Un campo usurato causa rugby potrebbe modificare il gioco?
“Sappiamo della completa disponibilità del Coni per riuscire a sistemare, e lo hanno anche fatto. Hanno sostituito le zolle di una porta per renderlo migliore in quei posto dove era stato pasticciato di più. Anche questa sarebbe una tutela da fare. Bisogna tutelare lo spettacolo se c’è tutta questa passione. Bisogna tutelare lo spettacolo che gli si offre. Abbiamo la massima disponibilità nel riuscire a sistemare. Questa addizione di eventi non aiuta. Ci si è messo un po’ anche il tempo, piove e non sarà un buon campo. Sotto l’aspetto della goduria del confronto, sono convinto che sarà godibile lo stesso perché sono due squadre forti.

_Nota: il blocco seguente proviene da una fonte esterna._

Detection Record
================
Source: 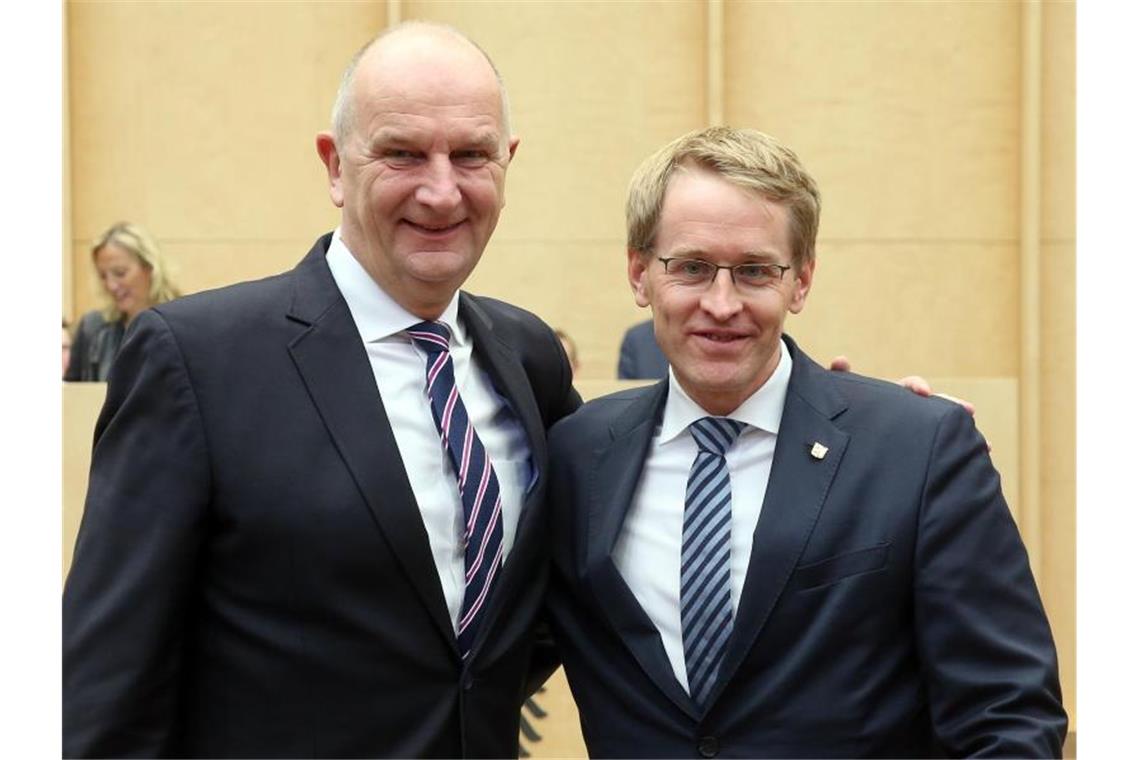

Troveranno strade diverse per farsi apprezzare”.
Lei dice che i contratti sono legati i risultati. Quali sono i risultati?
“Quella che è la via di mezzo la valuteremo come sempre si è detto se ci saranno gli elementi. Se si arriva secondi, se si creano presupposti di crescita. Oppure vincere, vincere vuol dire vincere, vuol dire arrivare primi in qualche competizione. Si arriva in fondo e si valuta tutto. Se io sono contento di lei, se lei è contenta di me, e si tirano le somme”.